FIG. 1 is a cross-sectional view showing an entire load sensing proportioning valve showing an embodiment of the present invention.

FIG. 2 is an enlarged cross-sectional view of a part of the load sensing proportioning valve shown in FIG.

FIG. 3 is a cross-sectional view of the load sensing proportioning valve shown in FIG. 1 in a state where the valve body is closed.

FIG. 4 is a cross-sectional view of the load sensing proportioning valve shown in FIG. 1 in a state where the lever is lowered.

FIG. 5 is a cross-sectional view of a conventional load sensing proportioning valve.

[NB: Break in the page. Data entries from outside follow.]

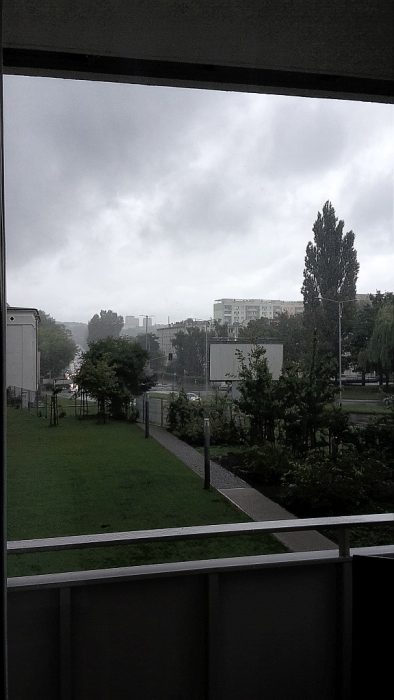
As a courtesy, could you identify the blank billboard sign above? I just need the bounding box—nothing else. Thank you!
[209,343,283,382]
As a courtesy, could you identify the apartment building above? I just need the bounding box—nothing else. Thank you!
[213,299,304,325]
[6,306,40,391]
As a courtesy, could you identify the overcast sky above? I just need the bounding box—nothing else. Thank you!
[4,76,394,323]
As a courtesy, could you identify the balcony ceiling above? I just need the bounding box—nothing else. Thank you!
[3,0,394,102]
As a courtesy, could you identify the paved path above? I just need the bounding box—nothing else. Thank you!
[141,425,337,552]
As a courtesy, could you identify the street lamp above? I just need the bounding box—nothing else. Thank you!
[317,295,357,406]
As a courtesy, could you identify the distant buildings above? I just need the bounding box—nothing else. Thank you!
[213,299,304,325]
[6,306,40,391]
[155,318,209,362]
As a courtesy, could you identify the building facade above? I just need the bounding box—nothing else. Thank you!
[213,299,304,325]
[155,318,210,364]
[6,306,40,391]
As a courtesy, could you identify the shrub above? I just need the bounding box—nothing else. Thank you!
[234,442,290,486]
[282,449,394,517]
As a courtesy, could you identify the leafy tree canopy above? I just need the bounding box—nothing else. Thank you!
[368,298,394,377]
[75,338,153,417]
[38,310,77,379]
[135,333,165,372]
[301,201,360,355]
[172,328,213,377]
[88,309,123,344]
[236,345,274,444]
[239,312,305,364]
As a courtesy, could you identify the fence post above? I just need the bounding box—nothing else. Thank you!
[204,418,211,489]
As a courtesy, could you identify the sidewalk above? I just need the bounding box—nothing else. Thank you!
[139,424,338,552]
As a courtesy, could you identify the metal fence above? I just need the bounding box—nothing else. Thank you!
[8,514,394,700]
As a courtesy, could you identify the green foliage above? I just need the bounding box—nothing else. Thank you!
[239,312,306,364]
[301,201,360,357]
[75,338,153,418]
[275,339,335,454]
[38,310,77,379]
[232,442,289,486]
[135,333,165,372]
[367,299,394,377]
[167,391,204,445]
[172,327,206,377]
[167,391,244,445]
[88,309,123,345]
[283,450,394,517]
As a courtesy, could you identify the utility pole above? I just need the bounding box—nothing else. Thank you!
[205,321,208,400]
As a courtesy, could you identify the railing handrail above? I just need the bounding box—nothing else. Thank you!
[7,513,394,556]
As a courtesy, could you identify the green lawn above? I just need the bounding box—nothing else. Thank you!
[8,409,284,576]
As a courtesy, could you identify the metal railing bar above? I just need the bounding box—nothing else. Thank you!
[7,513,394,554]
[7,545,394,591]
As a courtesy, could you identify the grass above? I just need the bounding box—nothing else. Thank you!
[342,401,390,416]
[8,409,284,576]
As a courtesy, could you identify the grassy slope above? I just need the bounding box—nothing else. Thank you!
[8,409,283,575]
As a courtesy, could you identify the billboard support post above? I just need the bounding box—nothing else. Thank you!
[204,418,211,489]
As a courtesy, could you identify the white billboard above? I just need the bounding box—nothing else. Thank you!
[209,342,283,382]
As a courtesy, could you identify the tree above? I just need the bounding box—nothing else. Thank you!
[236,345,275,444]
[301,201,360,356]
[88,309,123,343]
[239,312,306,364]
[75,338,154,418]
[38,310,77,379]
[367,299,394,385]
[275,333,335,454]
[172,328,212,378]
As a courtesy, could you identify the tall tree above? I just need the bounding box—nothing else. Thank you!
[239,312,306,365]
[301,201,360,356]
[38,310,77,379]
[88,309,123,343]
[75,338,153,418]
[367,299,394,384]
[172,328,212,378]
[135,333,165,372]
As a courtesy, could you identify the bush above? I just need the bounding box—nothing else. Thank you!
[167,391,243,445]
[282,449,394,517]
[232,442,290,486]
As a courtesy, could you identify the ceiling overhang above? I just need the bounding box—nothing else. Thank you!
[3,0,394,102]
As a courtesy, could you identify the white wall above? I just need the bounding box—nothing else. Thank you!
[209,343,283,382]
[6,309,38,391]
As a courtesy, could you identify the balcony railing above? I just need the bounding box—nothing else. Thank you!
[8,514,394,700]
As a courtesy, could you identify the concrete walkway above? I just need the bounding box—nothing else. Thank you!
[141,425,338,552]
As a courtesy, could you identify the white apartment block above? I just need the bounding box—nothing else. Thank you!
[155,318,209,362]
[213,299,304,325]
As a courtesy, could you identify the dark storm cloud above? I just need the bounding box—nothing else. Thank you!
[5,77,393,320]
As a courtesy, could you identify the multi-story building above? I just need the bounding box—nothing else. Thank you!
[213,299,304,325]
[6,306,40,391]
[155,318,210,362]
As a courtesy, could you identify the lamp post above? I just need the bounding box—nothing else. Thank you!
[317,295,357,406]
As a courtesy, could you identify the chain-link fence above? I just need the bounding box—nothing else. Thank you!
[7,386,42,413]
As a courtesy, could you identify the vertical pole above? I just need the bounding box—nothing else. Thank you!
[205,323,208,399]
[145,394,149,438]
[204,418,211,489]
[0,0,8,688]
[338,301,342,406]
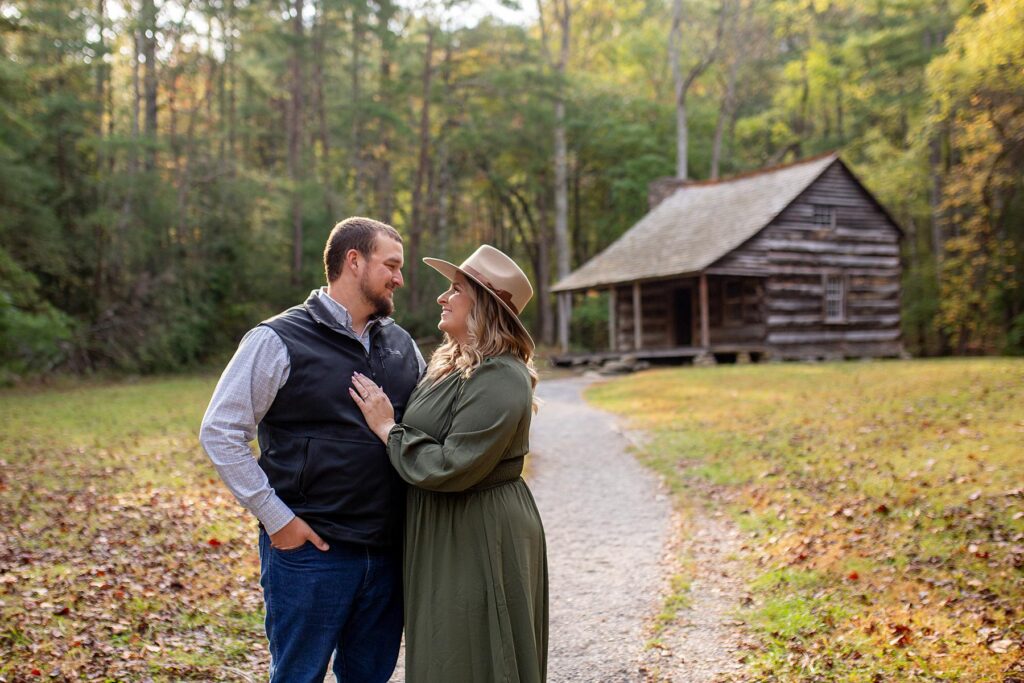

FIG. 6 is a diagram showing a hydraulic pressure distribution characteristic of a load sensing proportioning valve.

[Explanation of symbols]

 10 ... Load sensing proportioning valve 15 ... Housing 16 ... Primary side liquid chamber 17 ... Secondary side liquid chamber 34 ... Valve body 40 ... Differential pressure generating chamber 41 ... Plunger 46 ... Built-in spring 50 ... Lever 51 ... Sensor spring 70 ... Axle Side member 80 ... Detection means (switch) 87 ... Notification means (report device)

Claims (4)

[Claims] 1. A housing fixed to a vehicle body, a primary side liquid chamber provided in the housing and acted by a master cylinder hydraulic pressure, and a secondary side liquid chamber connected to a rear wheel cylinder, and the primary side liquid. A valve body which is provided between the chamber and the secondary side liquid chamber and controls opening and closing of the communication state between the primary side liquid chamber and the secondary side liquid chamber, and the valve body which is provided in the housing When the master cylinder fluid pressure exceeds a predetermined value, the valve body is displaced in the direction to close the valve body by a built-in spring and is urged by a built-in spring to move the rear cylinder against the master cylinder fluid pressure. A plunger that reduces the rate of increase in the wheel cylinder hydraulic pressure; and a plunger that opens the valve body when one end side is supported by the housing in a vertically rotatable manner and is in a raised position. A lever that displaces the lever, a sensor spring that is provided between the other end of the lever and a member on the axle side, and that increases the urging force in the direction of raising the lever as the vehicle load increases. A detection means for outputting an electric signal when the lever is rotated and lowered by a predetermined angle or more; and a notification means provided on the driver's cab side of the vehicle and operated based on the output signal of the detection means. Characteristic load sensing proportioning valve. 2. The detecting means is a switch having an operator that separates from the detected portion of the lever when the sensor spring is broken and the lever hangs down, and the inside of the switch when the operator separates from the detected portion. The load sensing proportioning valve according to claim 1, wherein a contact is closed to energize the informing means. 3. The load sensing proportioning valve according to claim 1, wherein said informing means is a warning light which is turned on or blinks when the switch is closed. 4. The load-sensing proportioning valve according to claim 1, wherein the informing means is an alarm sound generator that sounds when the switch is closed.